How do you integrate #int (x^3-x^2+1) / (x^4-x^3)# using partial fractions?

Answer 1

The answer is #=1/(2x^2)+1/x+ln(|x-1|)+C#

Divide the breakdown into partial fractions.
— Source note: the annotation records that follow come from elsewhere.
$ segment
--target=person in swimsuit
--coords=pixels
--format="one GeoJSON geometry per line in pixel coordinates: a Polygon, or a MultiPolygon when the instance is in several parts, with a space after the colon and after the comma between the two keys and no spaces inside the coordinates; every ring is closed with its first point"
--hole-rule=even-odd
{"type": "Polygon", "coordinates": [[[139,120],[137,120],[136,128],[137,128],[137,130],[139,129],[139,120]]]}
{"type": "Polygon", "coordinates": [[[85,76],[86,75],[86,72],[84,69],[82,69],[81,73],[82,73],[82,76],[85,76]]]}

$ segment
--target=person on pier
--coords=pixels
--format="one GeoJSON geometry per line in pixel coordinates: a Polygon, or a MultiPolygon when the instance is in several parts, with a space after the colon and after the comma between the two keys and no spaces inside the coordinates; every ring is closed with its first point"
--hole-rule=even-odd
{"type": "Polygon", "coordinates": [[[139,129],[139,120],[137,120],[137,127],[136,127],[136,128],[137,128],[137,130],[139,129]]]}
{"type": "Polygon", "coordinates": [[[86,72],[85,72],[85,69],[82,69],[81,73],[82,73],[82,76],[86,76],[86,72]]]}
#(x^3-x^2+1)/(x^4-x^3)=(x^3-x^2+1)/(x^3(x-1))#
#=A/(x^3)+B/(x^2)+C/(x)+D/(x-1)#
#=(A(x-1)+B(x(x-1))+C(x^2(x-1))+D(x^3))/((x^4-x^3))#

Compare the numerators; the denominators are the same.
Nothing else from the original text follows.